Franca: Nested Matryoshka Clustering for Scalable Visual Representation Learning

Shashanka Venkataramanan*, Valentinos Pariza*, Mohammadreza Salehi, Lukas Knobel, Spyros Gidaris, Elias Ramzi, Andrei Bursuc†, Yuki M. Asano†

*: equal contribution †: equal advising

Valeo.ai, Paris; Fundamental AI Lab, UTN; VIS Lab, University of Amsterdam

Welcome to the official codebase for Franca (pronounced Fran-ka), the first fully open-source vision foundation model—including data, code, and pretrained weights.

Franca matches or surpasses the performance of leading proprietary models such as DINOv2, CLIP, and SigLIPv2. Built on a fully transparent training pipeline leveraging publicly available datasets like ImageNet-21K and LAION-600M, Franca advances the state of self-supervised learning (SSL) in vision.

Key contributions include:

Nested Matryoshka Clustering: A parameter-efficient, multi-head clustering projector that refines feature representations into increasingly fine-grained clusters without increasing model size. This approach improves performance while reducing memory overhead for downstream applications.
RASA (Relative Absolute Spatial Attention): A novel positional disentanglement strategy that explicitly removes positional biases from dense representations, enhancing semantic encoding.
CyclicMask: A simple masking strategy with circular shifts that overcomes spatial imbalance in masking augmentations.

Despite training on large-scale, uncurated open-source internet data, Franca demonstrates strong generalization across scales and excels on a wide range of downstream tasks, including: In-context learning with HummingBird benchmark, Out-of-distribution detection, 3D understanding, various image classification benchmarks.
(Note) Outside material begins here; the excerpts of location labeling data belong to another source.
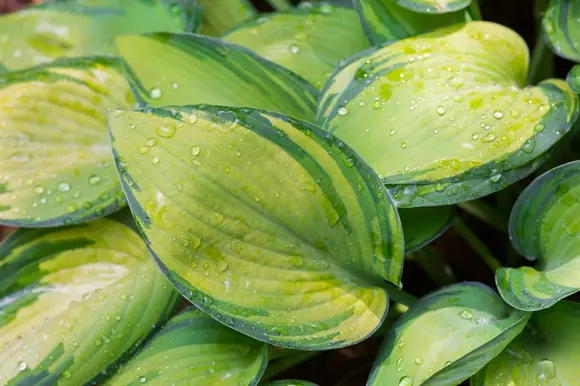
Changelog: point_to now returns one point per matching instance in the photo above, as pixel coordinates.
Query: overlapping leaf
(546, 353)
(269, 224)
(445, 117)
(311, 41)
(74, 301)
(55, 158)
(194, 349)
(168, 69)
(562, 27)
(70, 28)
(388, 21)
(544, 227)
(447, 337)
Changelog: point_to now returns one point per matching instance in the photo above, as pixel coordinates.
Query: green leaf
(423, 225)
(55, 154)
(221, 16)
(447, 337)
(562, 28)
(545, 353)
(83, 27)
(310, 40)
(194, 349)
(574, 79)
(434, 6)
(189, 69)
(387, 21)
(544, 228)
(445, 117)
(75, 301)
(268, 224)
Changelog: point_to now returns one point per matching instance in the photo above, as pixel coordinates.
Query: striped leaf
(562, 28)
(221, 16)
(268, 224)
(387, 20)
(444, 117)
(70, 28)
(74, 301)
(310, 40)
(544, 228)
(177, 69)
(194, 349)
(55, 157)
(546, 352)
(447, 337)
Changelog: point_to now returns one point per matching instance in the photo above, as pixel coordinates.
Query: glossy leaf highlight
(445, 117)
(447, 337)
(75, 301)
(268, 224)
(56, 164)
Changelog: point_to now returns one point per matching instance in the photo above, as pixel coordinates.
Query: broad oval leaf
(545, 353)
(387, 21)
(194, 349)
(221, 16)
(445, 117)
(56, 163)
(544, 226)
(190, 69)
(70, 28)
(268, 224)
(434, 6)
(447, 337)
(562, 28)
(74, 301)
(423, 225)
(311, 41)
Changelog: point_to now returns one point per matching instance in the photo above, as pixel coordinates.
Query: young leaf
(55, 156)
(311, 41)
(194, 349)
(57, 29)
(544, 226)
(562, 28)
(387, 21)
(177, 69)
(268, 224)
(447, 110)
(546, 353)
(447, 337)
(221, 16)
(74, 301)
(423, 225)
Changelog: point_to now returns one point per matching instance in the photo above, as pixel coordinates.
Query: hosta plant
(210, 194)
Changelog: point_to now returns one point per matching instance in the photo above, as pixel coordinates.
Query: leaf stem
(280, 5)
(486, 213)
(477, 245)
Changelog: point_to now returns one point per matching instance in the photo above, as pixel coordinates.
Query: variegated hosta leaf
(544, 226)
(562, 28)
(387, 21)
(446, 337)
(69, 28)
(310, 40)
(574, 79)
(221, 16)
(56, 164)
(194, 349)
(268, 224)
(178, 69)
(445, 117)
(545, 353)
(423, 225)
(74, 301)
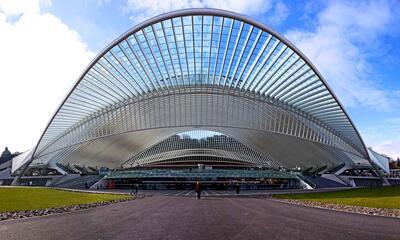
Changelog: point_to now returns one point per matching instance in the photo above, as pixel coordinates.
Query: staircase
(80, 182)
(321, 182)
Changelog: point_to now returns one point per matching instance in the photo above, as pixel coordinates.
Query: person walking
(237, 188)
(198, 189)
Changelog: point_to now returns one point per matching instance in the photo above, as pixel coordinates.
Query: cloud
(280, 13)
(40, 58)
(142, 10)
(16, 7)
(341, 44)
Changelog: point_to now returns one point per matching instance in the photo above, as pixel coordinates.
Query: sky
(46, 44)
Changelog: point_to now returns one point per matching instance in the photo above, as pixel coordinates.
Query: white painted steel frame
(125, 87)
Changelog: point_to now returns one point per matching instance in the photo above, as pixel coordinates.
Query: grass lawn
(384, 197)
(28, 198)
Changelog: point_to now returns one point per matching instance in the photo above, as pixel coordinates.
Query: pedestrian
(237, 188)
(198, 189)
(136, 188)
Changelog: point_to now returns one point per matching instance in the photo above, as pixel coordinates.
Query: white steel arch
(207, 69)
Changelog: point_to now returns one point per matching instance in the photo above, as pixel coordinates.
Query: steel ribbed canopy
(199, 52)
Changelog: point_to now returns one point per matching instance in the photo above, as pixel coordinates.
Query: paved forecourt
(177, 217)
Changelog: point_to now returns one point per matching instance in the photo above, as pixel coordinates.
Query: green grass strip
(383, 197)
(26, 198)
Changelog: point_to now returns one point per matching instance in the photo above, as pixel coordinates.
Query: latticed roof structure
(201, 69)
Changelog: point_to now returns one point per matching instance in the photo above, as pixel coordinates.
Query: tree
(5, 156)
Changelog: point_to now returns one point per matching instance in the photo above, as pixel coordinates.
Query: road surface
(183, 217)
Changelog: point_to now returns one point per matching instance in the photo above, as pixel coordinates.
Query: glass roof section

Franca is released as a research project to promote transparency, reproducibility, and broad accessibility in vision foundation models. We aim to establish a new benchmark for open and generalizable AI models that empower the scientific community.

News

[July 2025] Official code and pretrained models released! 🔥

Pretrained models

model	# of params	Dataset	Resolution	ImageNet k-NN	ImageNet linear	HummingBird VOC	Linear Segm. ADE20K	download	download
ViT-B/14	86 M	In21K	518	77.4%	82.0%	75.7%	39.1%	backbone only	RASA head
ViT-L/14	300 M	In21K	224	82.2%	84.5%	73.5%	41.3%	backbone only	RASA head
ViT-L/14	300 M	LAION-600M	224	81.9%	84.4%	73.5%	41.4%	backbone only	RASA head
ViT-g/14	1,100 M	In21k	224	83.0%	85.9%	71.7%	40.2%	part 1, part 2, part 3	RASA head
ViT-g/14	1,100 M	LAION-600M	224	81.2%	85.0%	76.7%	42.4%	part 1, part 2, part 3	RASA head

Pretrained backbones (via PyTorch Hub)

Please follow the instructions here to install PyTorch (the only required dependency for loading the model). Installing PyTorch with CUDA support is strongly recommended.

import torch

# Franca -- In21k
franca_vitb14 = torch.hub.load('valeoai/Franca', 'franca_vitb14', use_rasa_head=True)
franca_vitl14 = torch.hub.load('valeoai/Franca', 'franca_vitl14', use_rasa_head=True)
franca_vitg14 = torch.hub.load('valeoai/Franca', 'franca_vitg14', use_rasa_head=True)

# Franca -- Laion600M
franca_vitl14 = torch.hub.load('valeoai/Franca', 'franca_vitl14', weights='LAION', use_rasa_head=True)
franca_vitg14 = torch.hub.load('valeoai/Franca', 'franca_vitg14', weights='LAION', use_rasa_head=True)

# Dinov2 baseline -- In21k
franca_vitb14 = torch.hub.load('valeoai/Franca', 'franca_vitb14', weights='DINOV2_IN21K', use_rasa_head=False)
franca_vitl14 = torch.hub.load('valeoai/Franca', 'franca_vitl14', weights='DINOV2_IN21K', use_rasa_head=False)

Installation

git clone https://github.com/valeoai/Franca.git
cd Franca
# To install Franca and RASA you can use the following command
pip install -e ".[franca]"
# To install RASA seperately you can use the following command
pip install -e .

We recommend install torch separately to match your specific config. Similarly, Franca relies on xFormers / cuML and RASA relies on faiss-gpu, which we also recommend installing on your side.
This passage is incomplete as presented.